AKP’yi kurtaran adam!


Aklı başında, yurtsever bir okurum olan Yüksel Yılmaz, “Devlet Bahçeli her şeye HAYIR diyerek Tayyip Erdoğan’ı rahatlattı, AKP’yi büyük sıkıntılardan kurtardı” diyor ve ekliyor:
“Eğer, yüzde 60 muhalif bloku oluşturan 3 parti (CHP, MHP, HDP) beraber hareket edebilselerdi, bugün 1 Kasım’da erken seçimi değil ‘Yüce Divan’a kimlerin gideceğini’ konuşuyor olacaktık.
17-25 Aralık Yolsuzluk ve Rüşvet iddiaları yeniden ele alınacak, soruşturma açılacak, sanıklar yargılanacaktı.
Böylece 3 muhalefet partisinin Türk demokrasisine büyük katkısı olacaktı.
Ayrıca Saray’ın tahsisatı, Cumhurbaşkanı’nın görev ve yetkileri yeniden belirlenecek ve muhtemelen önemli ölçüde kısıtlanacaktı.
Fakat, ne yazık ki bu fırsat kaçırıldı, AKP de, Erdoğan da rahatladı.
İktidar partisinin kodamanları yatıp kalkıp, kendilerini kurtaran MHP Genel Başkanı Devlet Bahçeli’ye dua etmeli, ‘Allah razı olsun MHP’den’ demelidir.”

Atatürk adı ve Kartal


Okurlarım şikâyet etmiş, ben de dün yazmıştım.
İstanbul Kartal’da Karlıtepe Mahallesi’ndeki “Atatürk Bulvarı”nın adı “Egemenlik Bulvarı” olarak değiştirilmişti.
Kartal’da CHP’li bir belediye ve CHP’li bir başkan varken, bu nasıl olabilirdi?
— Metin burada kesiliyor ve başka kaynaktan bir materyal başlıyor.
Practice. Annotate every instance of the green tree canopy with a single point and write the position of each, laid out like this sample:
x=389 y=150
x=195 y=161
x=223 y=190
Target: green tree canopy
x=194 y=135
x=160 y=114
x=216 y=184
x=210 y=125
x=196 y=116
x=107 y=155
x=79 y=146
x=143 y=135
Bölge halkı gibi ben de bunu CHP’ye yakıştıramamıştım. Oysa durum farklıymış...

* * *

Kartal Belediye Başkanı Dr. Altınok Öz “Bu değişim bizim tarafımızdan değil, İstanbul Büyükşehir Belediyesi tarafından yapıldı” dedi ve bana belgesini gönderdi.
Belgede 5216 sayılı Büyükşehir Belediye Kanunu’nun 7/g maddesine göre, “Atatürk” adını İstanbul Büyükşehir Belediye Meclisi’nin değiştirdiği ve İstanbul Valisi’nin de bunu onayladığı görülüyordu. Atatürk düşmanlığını yapan, AKP’nin çoğunlukta olduğu Büyükşehir Belediyesi idi, ancak halk bunu bilmediği için fatura Kartal’a çıkmıştı.

* * *

Kartal Belediye Başkanı Dr. Altınok Öz “Ben Atatürk’ü çok seviyor ve büyük liderimizin adının korunması için var gücümle çalışıyorum. Nefes aldığım sürece de çalışmaya devam edeceğim.” diyerek Atatürk sevgisini belirtti.

Te­bes­süm


“Bu vatanın öküzü!”
1920’li yıllarda “İçtihad” adlı dergiyi yayınlayan o dönemin tanınmış şairi Abdullah Cevdet’in yazdığı şiirdeki “Ben bu vatanın öksüzüyüm” dizesi, dizgi yanlışlığı sonucu “Ben bu vatanın öküzüyüm” biçiminde çıkmıştı.
Abdullah Cevdet olaya çok sinirlenmiş, önüne gelene dert yanıyordu. Basının merkezi olan Babıâli yokuşundan Sirkeci’ye inerken Süleyman Nazif’e rastladı. Durumu uzun uzun anlattıktan sonra sordu:
“Ne dersin bu işe?”
Süleyman Nazif cevabı yapıştırdı:
“Tam isabet, tam isabet!”

Gü­nün Sö­zü


Şeytan, büyük günah işleyeceği zaman, bu günahı kutsal şekilde göstermeye çalışır!